The ECG test is painless and harmless. (The ECG machine records electrical impulses coming from your body - it does not put any electricity into your body.)

The electrodes placed on the different parts of the body detect electrical impulses coming from different directions within the heart. There are normal patterns for each electrode. Various heart disorders produce abnormal patterns. The heart disorders that can be detected include:

  • Abnormal heart rhythms. If the heart rate is very fast, very slow, or irregular. There are various types of irregular heart rhythm with characteristic ECG patterns.
  • A heart attack (myocardial infarction) and if it was recent or some time ago. A heart attack causes damage to heart muscle and it heals with scar tissue. These can be detected by abnormal ECG patterns.
  • An enlarged heart. Basically, this causes bigger impulses than normal.

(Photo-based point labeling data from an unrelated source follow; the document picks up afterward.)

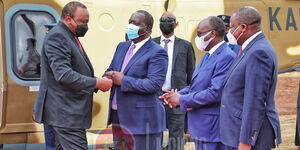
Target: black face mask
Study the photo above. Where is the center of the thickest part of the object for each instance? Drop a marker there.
(81, 30)
(166, 27)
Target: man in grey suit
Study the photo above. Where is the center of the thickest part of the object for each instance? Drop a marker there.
(180, 70)
(64, 101)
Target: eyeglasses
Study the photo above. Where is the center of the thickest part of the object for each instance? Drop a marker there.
(167, 19)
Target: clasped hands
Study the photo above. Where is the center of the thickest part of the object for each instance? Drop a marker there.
(170, 98)
(109, 78)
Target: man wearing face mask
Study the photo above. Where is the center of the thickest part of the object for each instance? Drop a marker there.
(201, 99)
(226, 21)
(249, 119)
(138, 70)
(64, 101)
(180, 70)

Small metal electrodes are stuck on to your arms, legs and chest. Wires from the electrodes are connected to the ECG machine. The machine detects and amplifies the electrical impulses that occur at each heartbeat and records them on to a paper or computer. A few heartbeats are recorded from different sets of electrodes. The test takes about five minutes to do.

Sometimes a small ECG machine can be worn for prolonged periods to see whether you have an irregular heart rhythm. This is called an ambulatory electrocardiogram.